L'azzardo di Meimarakis, lo sfidante (tendenza Nazareno) di Tsipras
Milano. I dibattiti elettorali in Grecia durano un sacco di tempo, sembra che tutto debba essere detto lì, perché non ci sarà mai più un’altra occasione per spiegare, interagire, accusare, a volte persino proporre. All’ultimo incontro televisivo prima del voto previsto per oggi – la quarta elezione negli ultimi tre anni – il candidato di Nuova democrazia, Vangelis Meimarakis, ha cercato di approfittare dell’inaspettata luna di miele che i sondaggi gli hanno concesso, assumendo un tono da padre della patria che deve mettere a posto i guai combinati dal bambinetto capriccioso.

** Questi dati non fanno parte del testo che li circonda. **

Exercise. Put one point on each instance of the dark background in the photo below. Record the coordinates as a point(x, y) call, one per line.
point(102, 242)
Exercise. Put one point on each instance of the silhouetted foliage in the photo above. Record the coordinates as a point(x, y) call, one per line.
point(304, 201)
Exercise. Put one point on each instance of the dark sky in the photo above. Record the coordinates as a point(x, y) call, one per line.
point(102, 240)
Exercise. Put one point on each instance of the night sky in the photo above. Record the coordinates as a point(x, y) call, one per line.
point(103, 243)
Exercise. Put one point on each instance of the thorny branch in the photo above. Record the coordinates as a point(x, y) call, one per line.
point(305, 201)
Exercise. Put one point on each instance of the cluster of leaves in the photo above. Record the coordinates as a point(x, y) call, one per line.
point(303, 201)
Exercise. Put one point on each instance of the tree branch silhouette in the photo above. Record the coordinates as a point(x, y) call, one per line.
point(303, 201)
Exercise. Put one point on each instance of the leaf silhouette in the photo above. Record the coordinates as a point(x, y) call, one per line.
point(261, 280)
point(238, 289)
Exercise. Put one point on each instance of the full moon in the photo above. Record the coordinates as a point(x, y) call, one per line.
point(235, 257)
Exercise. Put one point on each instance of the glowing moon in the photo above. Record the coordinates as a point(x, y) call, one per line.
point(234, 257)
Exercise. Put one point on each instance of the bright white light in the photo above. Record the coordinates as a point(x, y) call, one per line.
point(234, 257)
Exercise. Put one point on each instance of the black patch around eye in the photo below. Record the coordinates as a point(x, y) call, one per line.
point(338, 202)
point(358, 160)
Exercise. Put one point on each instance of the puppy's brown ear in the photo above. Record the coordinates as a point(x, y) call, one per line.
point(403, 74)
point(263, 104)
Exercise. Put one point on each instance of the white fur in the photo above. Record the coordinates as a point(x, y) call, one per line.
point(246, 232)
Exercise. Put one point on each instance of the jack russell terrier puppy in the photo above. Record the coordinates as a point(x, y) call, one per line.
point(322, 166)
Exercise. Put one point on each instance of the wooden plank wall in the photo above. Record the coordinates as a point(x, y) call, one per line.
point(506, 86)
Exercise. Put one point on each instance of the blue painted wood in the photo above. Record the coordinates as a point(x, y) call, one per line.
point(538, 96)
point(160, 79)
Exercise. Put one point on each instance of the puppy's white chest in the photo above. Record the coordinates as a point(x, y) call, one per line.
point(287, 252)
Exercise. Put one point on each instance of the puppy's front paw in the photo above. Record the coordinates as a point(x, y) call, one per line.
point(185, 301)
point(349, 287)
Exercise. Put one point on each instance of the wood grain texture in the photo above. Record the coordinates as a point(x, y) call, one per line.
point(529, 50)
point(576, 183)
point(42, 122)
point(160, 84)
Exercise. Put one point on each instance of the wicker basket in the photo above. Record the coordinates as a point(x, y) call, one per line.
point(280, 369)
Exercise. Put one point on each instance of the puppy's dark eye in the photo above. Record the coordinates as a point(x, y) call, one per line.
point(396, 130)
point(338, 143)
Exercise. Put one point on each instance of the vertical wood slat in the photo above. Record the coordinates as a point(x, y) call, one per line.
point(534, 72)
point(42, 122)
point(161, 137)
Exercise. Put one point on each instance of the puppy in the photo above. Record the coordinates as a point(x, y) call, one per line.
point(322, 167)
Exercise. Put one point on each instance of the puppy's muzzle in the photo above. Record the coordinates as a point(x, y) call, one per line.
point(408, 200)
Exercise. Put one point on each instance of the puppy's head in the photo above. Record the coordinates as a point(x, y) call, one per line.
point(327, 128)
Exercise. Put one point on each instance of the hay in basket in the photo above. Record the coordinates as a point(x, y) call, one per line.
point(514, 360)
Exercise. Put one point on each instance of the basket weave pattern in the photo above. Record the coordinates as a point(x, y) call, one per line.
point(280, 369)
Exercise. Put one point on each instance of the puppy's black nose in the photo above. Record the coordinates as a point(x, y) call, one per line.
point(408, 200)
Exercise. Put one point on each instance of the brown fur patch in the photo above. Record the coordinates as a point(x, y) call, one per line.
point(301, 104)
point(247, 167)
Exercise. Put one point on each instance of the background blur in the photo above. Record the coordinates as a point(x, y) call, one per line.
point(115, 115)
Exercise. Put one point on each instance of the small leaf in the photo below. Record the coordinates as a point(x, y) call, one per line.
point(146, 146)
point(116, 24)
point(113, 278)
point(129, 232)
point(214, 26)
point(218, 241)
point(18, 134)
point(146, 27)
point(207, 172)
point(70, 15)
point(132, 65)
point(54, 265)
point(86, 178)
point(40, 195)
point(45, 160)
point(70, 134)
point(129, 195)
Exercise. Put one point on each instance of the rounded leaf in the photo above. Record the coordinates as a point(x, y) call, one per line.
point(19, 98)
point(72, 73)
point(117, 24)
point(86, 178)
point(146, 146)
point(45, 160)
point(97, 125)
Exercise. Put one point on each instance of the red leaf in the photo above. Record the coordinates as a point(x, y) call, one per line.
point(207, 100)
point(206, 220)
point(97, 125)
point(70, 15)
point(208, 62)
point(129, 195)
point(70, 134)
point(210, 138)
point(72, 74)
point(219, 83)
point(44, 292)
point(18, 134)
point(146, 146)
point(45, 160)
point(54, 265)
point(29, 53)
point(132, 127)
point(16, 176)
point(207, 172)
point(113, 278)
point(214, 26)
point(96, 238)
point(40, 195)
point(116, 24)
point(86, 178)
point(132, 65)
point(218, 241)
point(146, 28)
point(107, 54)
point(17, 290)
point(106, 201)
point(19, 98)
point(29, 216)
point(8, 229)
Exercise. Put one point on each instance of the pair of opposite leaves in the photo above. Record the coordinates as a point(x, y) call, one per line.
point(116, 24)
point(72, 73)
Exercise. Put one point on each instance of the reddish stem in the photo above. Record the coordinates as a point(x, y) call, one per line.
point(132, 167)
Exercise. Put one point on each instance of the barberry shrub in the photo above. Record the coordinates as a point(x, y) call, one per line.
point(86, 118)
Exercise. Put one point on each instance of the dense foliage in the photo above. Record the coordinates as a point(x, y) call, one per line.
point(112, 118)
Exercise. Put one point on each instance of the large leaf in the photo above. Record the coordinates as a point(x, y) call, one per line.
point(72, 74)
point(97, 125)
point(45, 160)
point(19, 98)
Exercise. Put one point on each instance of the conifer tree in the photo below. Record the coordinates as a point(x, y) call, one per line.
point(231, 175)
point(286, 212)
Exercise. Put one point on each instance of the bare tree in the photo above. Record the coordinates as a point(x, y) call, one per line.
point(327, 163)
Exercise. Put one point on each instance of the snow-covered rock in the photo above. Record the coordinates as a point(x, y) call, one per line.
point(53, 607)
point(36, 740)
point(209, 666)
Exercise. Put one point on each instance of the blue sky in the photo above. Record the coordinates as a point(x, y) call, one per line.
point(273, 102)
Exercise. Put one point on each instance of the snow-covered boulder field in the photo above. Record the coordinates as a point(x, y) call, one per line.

L’erede del partito di Antonis Samaras è, a differenza dell’ex premier Alexis Tsipras, il contrario di un outsider: politico di lunga data, incarna lo spirito dell’establishment, non si toglierebbe mai la cravatta (è stato fotografato durante l’estate senza cravatta in un luogo di vacanza e si è iniziato a dire che Meimarakis voleva assomigliare all’ex premier di Syriza: invece aveva soltanto un caldo infernale, ed era in villeggiatura), vuole per il futuro della Grecia un’unità nazionale senza tradimenti, con un team di negoziatori bipartisan per l’Europa. Tsipras ride in faccia a questa proposta: pensa di poter governare da solo, cosa che Meimarakis non sogna neppure. E anche se Tsipras dovesse fare delle alleanze, punta a una coalizione “progressista”, in cui Nuova Democrazia non potrebbe mai entrare (nell’ultima tornata elettorale, a dire il vero ci sono entrati gli indipendenti, che quanto a progresso e progressismo non sono dei campioni). Insomma Tsipras è convinto di farcela alla grande, anche se la sua popolarità è scesa dal 70 al 45 per cento (in una rilevazione, Meimarakis è stato giudicato più popolare di lui), anche se pensava di vincerle facile, queste elezioni, con un mandato forte, e invece deve imparare a fare i conti con il disamore che circola per alcune imprese di Syriza.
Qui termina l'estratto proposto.